Reflections 2023: Indian sustains fastest GDP growth rate tag
GDP Growth Rate
- GDP growth rate for the first 3 quarters of FY25 is 6.7%t, 6.5%t, and 6.4% respectively
- Global GDP growth could be 2.6% in FY24 and 2.1% in FY25
- IIP growth accelerated to 16-month high of 11.7% in October
Indian economy through 2023 surpassed street expectations as GDP grew 7.6 per cent in Sept quarter (Q2/FY24). The Reserve Bank of India (RBI) revised its forecast for India’s GDP growth, projecting a growth rate of 7 per cent for FY24, with 6.5 per cent and 6 per cent growth rates for Q3 and Q4, respectively. The GDP growth rate for the first three quarters of FY25 is estimated at 6.7 per cent, 6.5 per cent, and 6.4 per cent respectively.
The GDP growth forecast has been estimated under the assumption that global GDP growth could be 2.6 per cent in FY24 and 2.1 per cent in FY25.
Banks’ aggregate deposits increased by 12.2 per cent YoY as of December 1, higher than 9.3 per cent a year ago, whereas credit growth–excluding the impact of the HDFC twins merger–moderated from 17.5 per cent a year ago to 16.4 per cent as on December 1.

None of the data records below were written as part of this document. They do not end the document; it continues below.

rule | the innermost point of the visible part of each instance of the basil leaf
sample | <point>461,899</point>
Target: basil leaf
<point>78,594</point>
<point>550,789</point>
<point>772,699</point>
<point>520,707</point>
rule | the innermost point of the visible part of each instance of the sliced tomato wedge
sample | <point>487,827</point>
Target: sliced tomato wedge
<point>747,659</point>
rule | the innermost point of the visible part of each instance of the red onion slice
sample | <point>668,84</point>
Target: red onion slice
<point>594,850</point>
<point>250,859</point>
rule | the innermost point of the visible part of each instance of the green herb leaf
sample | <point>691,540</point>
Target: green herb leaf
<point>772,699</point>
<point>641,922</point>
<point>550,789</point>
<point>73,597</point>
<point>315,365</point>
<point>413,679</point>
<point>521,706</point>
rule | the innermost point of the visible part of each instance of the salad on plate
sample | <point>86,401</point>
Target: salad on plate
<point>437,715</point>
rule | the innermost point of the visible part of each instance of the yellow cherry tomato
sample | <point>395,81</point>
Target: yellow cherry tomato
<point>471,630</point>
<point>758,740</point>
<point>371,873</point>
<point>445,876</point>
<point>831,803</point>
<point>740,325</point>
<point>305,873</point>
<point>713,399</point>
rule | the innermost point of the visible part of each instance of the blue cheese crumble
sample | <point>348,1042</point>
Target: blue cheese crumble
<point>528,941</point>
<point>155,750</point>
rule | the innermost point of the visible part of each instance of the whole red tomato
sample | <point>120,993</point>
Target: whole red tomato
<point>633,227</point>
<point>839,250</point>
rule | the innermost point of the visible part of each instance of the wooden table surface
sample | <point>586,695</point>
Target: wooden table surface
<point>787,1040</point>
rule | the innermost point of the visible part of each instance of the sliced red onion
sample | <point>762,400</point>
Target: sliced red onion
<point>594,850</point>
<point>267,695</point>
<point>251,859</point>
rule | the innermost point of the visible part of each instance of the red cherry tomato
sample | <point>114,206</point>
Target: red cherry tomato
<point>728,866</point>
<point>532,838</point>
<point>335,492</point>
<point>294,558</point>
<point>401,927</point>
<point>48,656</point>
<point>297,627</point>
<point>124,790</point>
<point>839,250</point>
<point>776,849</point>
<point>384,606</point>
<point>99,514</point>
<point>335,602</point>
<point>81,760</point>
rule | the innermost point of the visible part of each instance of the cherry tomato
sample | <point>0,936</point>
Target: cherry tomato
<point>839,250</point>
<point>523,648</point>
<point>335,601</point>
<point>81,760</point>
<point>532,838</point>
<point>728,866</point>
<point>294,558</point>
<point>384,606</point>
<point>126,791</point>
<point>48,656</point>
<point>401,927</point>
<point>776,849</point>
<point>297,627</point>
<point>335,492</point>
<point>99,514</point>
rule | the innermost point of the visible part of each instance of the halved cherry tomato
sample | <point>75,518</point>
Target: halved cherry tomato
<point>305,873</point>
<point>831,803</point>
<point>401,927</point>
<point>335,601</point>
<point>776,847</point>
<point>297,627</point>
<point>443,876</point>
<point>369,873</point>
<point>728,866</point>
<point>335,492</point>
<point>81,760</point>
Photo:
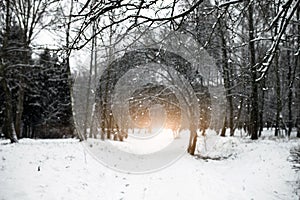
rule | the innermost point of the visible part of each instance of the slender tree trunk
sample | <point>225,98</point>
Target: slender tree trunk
<point>291,79</point>
<point>223,131</point>
<point>9,127</point>
<point>261,113</point>
<point>297,65</point>
<point>278,96</point>
<point>227,83</point>
<point>253,129</point>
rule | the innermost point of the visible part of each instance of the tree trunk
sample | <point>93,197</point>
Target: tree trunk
<point>227,83</point>
<point>297,65</point>
<point>193,140</point>
<point>253,126</point>
<point>9,129</point>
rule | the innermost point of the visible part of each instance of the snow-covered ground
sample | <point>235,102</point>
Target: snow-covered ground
<point>63,169</point>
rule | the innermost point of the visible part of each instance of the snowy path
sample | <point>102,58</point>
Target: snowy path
<point>61,169</point>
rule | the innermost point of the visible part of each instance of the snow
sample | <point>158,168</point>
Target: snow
<point>229,168</point>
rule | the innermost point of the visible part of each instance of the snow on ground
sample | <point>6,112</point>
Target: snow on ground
<point>62,169</point>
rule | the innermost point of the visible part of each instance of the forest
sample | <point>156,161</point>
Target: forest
<point>254,45</point>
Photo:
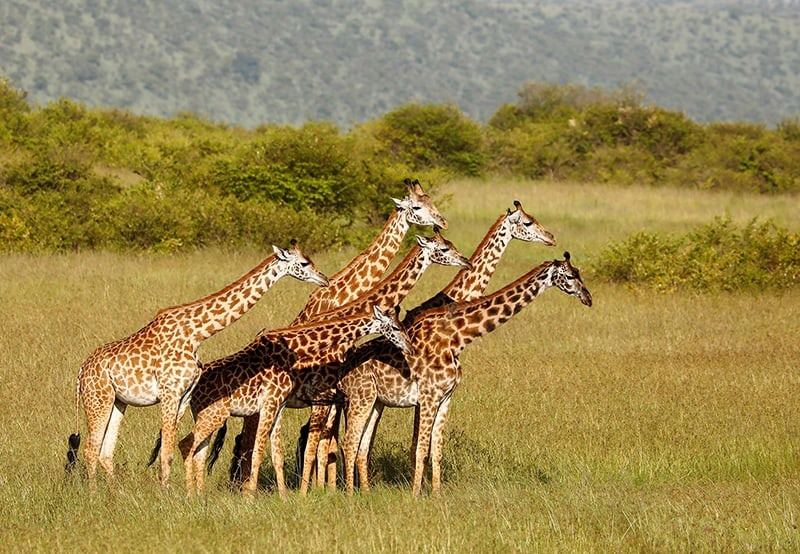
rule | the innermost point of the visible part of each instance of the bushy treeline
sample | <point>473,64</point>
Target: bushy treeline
<point>719,256</point>
<point>73,177</point>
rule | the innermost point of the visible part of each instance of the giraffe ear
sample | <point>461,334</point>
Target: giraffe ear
<point>280,252</point>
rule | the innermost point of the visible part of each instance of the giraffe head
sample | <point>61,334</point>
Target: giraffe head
<point>566,277</point>
<point>441,251</point>
<point>524,226</point>
<point>298,265</point>
<point>418,207</point>
<point>387,323</point>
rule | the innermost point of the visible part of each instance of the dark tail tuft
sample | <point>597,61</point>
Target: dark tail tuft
<point>154,453</point>
<point>72,454</point>
<point>219,440</point>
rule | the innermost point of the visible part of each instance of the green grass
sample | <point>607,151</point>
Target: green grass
<point>651,421</point>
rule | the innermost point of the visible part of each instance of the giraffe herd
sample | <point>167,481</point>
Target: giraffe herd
<point>321,360</point>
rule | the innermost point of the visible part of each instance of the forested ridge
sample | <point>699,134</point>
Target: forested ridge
<point>249,63</point>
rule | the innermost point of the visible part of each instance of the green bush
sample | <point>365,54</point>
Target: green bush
<point>713,257</point>
<point>423,137</point>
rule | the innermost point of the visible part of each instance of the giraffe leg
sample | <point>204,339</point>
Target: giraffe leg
<point>359,407</point>
<point>269,416</point>
<point>194,446</point>
<point>276,451</point>
<point>169,428</point>
<point>249,430</point>
<point>414,437</point>
<point>316,426</point>
<point>106,457</point>
<point>426,418</point>
<point>332,445</point>
<point>97,396</point>
<point>365,446</point>
<point>437,442</point>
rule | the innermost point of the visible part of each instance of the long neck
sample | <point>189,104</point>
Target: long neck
<point>391,291</point>
<point>363,271</point>
<point>470,283</point>
<point>460,324</point>
<point>330,337</point>
<point>204,317</point>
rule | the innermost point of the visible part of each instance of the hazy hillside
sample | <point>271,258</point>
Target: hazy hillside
<point>348,61</point>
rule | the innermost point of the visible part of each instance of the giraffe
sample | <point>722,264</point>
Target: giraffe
<point>158,363</point>
<point>426,380</point>
<point>259,379</point>
<point>367,268</point>
<point>319,374</point>
<point>469,283</point>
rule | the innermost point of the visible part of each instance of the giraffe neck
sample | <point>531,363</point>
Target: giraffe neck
<point>464,322</point>
<point>469,283</point>
<point>204,317</point>
<point>363,271</point>
<point>392,290</point>
<point>330,338</point>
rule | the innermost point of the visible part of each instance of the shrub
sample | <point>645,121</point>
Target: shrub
<point>717,256</point>
<point>430,136</point>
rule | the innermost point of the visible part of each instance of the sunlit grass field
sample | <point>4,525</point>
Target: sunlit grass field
<point>648,422</point>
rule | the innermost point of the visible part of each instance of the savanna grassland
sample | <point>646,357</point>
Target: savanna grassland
<point>649,422</point>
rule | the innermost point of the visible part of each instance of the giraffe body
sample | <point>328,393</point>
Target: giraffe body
<point>317,374</point>
<point>367,268</point>
<point>426,380</point>
<point>259,379</point>
<point>158,363</point>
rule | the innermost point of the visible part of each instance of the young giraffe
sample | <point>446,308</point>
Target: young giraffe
<point>158,363</point>
<point>366,269</point>
<point>317,376</point>
<point>382,377</point>
<point>260,378</point>
<point>468,284</point>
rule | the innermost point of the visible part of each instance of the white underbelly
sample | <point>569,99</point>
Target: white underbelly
<point>400,397</point>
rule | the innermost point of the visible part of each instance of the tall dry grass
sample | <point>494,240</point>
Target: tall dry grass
<point>648,422</point>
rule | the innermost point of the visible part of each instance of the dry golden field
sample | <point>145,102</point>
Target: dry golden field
<point>648,422</point>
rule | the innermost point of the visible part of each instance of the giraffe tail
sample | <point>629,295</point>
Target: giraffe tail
<point>74,440</point>
<point>219,440</point>
<point>154,453</point>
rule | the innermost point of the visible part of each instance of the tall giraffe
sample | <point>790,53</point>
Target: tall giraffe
<point>367,268</point>
<point>158,363</point>
<point>426,380</point>
<point>260,378</point>
<point>469,283</point>
<point>317,375</point>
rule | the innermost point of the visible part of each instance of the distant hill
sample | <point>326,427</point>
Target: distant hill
<point>349,61</point>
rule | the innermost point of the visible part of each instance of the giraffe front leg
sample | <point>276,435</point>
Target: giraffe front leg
<point>365,446</point>
<point>315,429</point>
<point>437,442</point>
<point>169,428</point>
<point>427,415</point>
<point>356,416</point>
<point>332,445</point>
<point>109,441</point>
<point>248,440</point>
<point>276,450</point>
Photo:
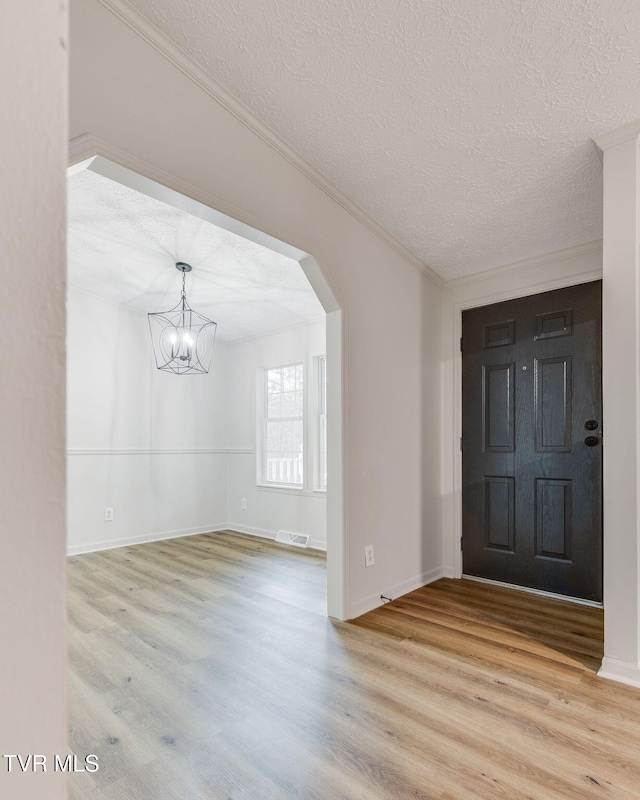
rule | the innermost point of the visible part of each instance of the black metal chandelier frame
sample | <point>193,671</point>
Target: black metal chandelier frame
<point>182,338</point>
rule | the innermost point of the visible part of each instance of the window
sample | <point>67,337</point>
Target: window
<point>284,425</point>
<point>322,423</point>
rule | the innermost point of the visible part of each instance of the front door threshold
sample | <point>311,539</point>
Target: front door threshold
<point>578,600</point>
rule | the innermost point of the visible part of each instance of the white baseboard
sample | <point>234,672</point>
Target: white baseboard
<point>622,671</point>
<point>144,538</point>
<point>372,601</point>
<point>263,533</point>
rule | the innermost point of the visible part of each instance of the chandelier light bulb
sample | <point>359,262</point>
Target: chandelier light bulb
<point>182,338</point>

India's industrial production (IIP) growth accelerated to 16-month high of 11.7 per cent in October, mainly due to double-digit growth in manufacturing, power and mining sectors’ output. During April-October 2023-24, the IIP growth works out to be 6.9 per cent, up from 5.3 per cent in the corresponding period a year ago.
Volatile food prices weighing on inflation
The overall inflation outlook is expected to be clouded because of volatile and uncertain food prices. India’s retail inflation, which is measured by the consumer price index (CPI), surged to 5.55 per cent in November 2023 from 4.87 per cent in October as against RBI’s tolerance level of 4 per cent. The lowest CPI this year was 4.25 per cent in May In the last two years, CPI hit the highest of 7.79 per cent in April 2022, and the lowest of 4.06 per cent in January 2021.

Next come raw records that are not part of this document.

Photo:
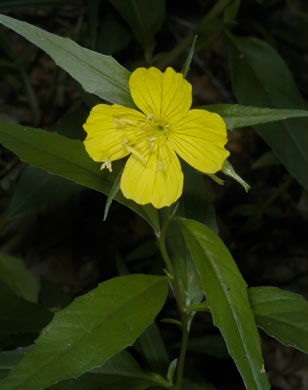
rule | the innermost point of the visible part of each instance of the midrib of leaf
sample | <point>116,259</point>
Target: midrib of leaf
<point>234,315</point>
<point>57,156</point>
<point>273,318</point>
<point>77,341</point>
<point>274,105</point>
<point>23,31</point>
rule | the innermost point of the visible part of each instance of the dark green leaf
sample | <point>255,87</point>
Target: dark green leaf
<point>152,348</point>
<point>184,266</point>
<point>97,73</point>
<point>144,18</point>
<point>92,329</point>
<point>236,115</point>
<point>260,77</point>
<point>282,314</point>
<point>7,5</point>
<point>36,187</point>
<point>227,298</point>
<point>67,158</point>
<point>211,345</point>
<point>18,278</point>
<point>195,202</point>
<point>9,359</point>
<point>18,316</point>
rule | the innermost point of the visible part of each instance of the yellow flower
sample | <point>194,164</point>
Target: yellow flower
<point>153,138</point>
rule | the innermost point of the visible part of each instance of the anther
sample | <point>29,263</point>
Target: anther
<point>106,164</point>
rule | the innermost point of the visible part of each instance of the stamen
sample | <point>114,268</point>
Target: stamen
<point>120,123</point>
<point>160,166</point>
<point>134,152</point>
<point>106,164</point>
<point>152,139</point>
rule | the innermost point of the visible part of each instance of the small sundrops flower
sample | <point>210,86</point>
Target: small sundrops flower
<point>165,128</point>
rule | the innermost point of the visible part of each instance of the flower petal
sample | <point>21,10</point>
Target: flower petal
<point>109,128</point>
<point>166,96</point>
<point>199,138</point>
<point>158,179</point>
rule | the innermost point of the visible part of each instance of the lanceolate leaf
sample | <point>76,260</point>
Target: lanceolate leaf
<point>36,187</point>
<point>18,278</point>
<point>92,329</point>
<point>18,316</point>
<point>67,158</point>
<point>120,372</point>
<point>260,77</point>
<point>97,73</point>
<point>237,116</point>
<point>227,298</point>
<point>282,314</point>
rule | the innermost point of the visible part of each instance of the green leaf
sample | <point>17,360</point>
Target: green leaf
<point>97,73</point>
<point>144,18</point>
<point>120,372</point>
<point>192,385</point>
<point>113,192</point>
<point>18,278</point>
<point>184,266</point>
<point>194,202</point>
<point>7,5</point>
<point>282,314</point>
<point>18,316</point>
<point>237,116</point>
<point>67,158</point>
<point>9,359</point>
<point>92,329</point>
<point>228,170</point>
<point>186,66</point>
<point>227,298</point>
<point>36,187</point>
<point>151,347</point>
<point>260,77</point>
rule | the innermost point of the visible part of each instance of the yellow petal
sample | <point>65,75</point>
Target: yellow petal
<point>109,129</point>
<point>166,96</point>
<point>199,138</point>
<point>157,178</point>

The repo rate remained at 6.5 per cent since April as RBI MPC on December 6-8 decided to keep rate unchanged for the fifth straight time citing inflationary concerns.
Inflation remains well above the target over the short term, with the projected headline CPI rate of above 5 per cent up to Q1: 2024-25, there is a need to continue the policy support for sustaining the trajectory to the target. Goyal opined that if inflation sustainably approaches 4 per cent by the middle of 2024 real rates can easily become too high if nothing is done. The next meeting of the MPC is scheduled for February 6-8, 2024.